How to choose keys.txt as a vocabulary ? for example where can i find english vocab.

wenwenyu / PICK-pytorch

Code for the paper "PICK: Processing Key Information Extraction from Documents using Improved Graph Learning-Convolutional Networks" (ICPR 2020)

https://arxiv.org/abs/2004.07464

MIT License

553 stars 191 forks source link

How to choose keys.txt as a vocabulary ? for example where can i find english vocab. #88

Open karimcossentini opened 3 years ago

ducviet00 commented 3 years ago

You can iterate though all your training dataset and get a set of character, include the space. They encode by the character index, and vocab size in Embedding Layer equal to the len of keys. I think it is not good to compare with new method like BPE encoding

babyhockey commented 3 years ago

Hi ducviet00, is the vocabulary a set of characters or words? If it is a set of characters, does it mean we just list "abcd...zABCD...Z" plus numbers and special chars in keys.txt? Thanks!

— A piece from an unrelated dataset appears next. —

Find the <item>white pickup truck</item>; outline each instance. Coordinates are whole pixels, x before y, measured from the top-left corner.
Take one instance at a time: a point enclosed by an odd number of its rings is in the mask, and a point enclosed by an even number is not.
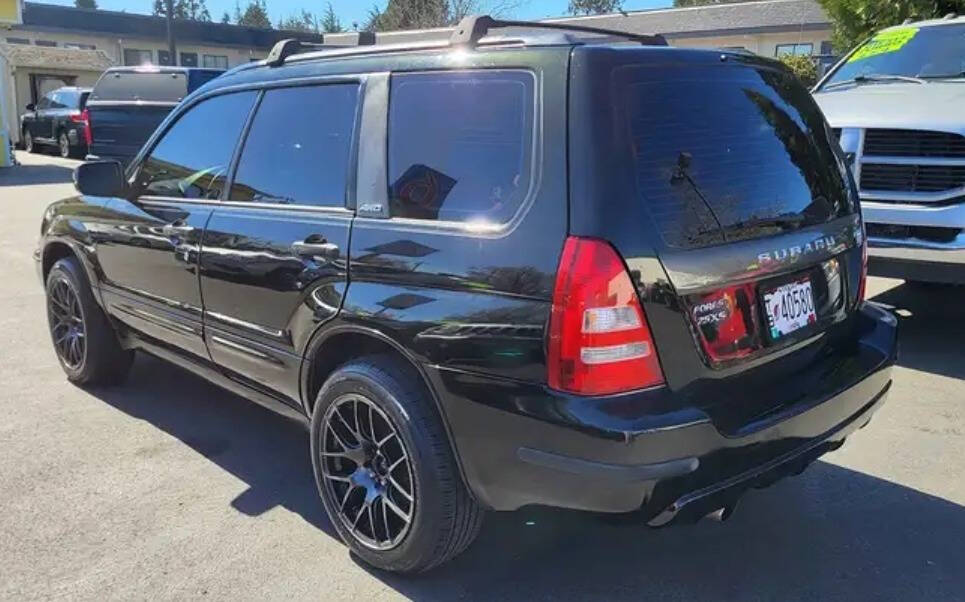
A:
[[[965,17],[878,32],[814,98],[854,170],[869,272],[965,284]]]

karimcossentini commented 3 years ago

Hi babyhockey, it's a good question cuz I have a problem with this vocab file , did you find the answer ?

babyhockey commented 3 years ago

Yes, it's a list of English characters plus numbers and special characters.

On Wed, May 26, 2021, 7:34 AM karim cossentini @.***> wrote:

Hi babyhockey, it's a good question cuz I have a problem with this vocab file , did you find the answer ?

— You are receiving this because you commented. Reply to this email directly, view it on GitHub https://github.com/wenwenyu/PICK-pytorch/issues/88#issuecomment-848694771, or unsubscribe https://github.com/notifications/unsubscribe-auth/AQORHK5YHDKKHV2CWUYY7UTTPTME5ANCNFSM43KOOAWA .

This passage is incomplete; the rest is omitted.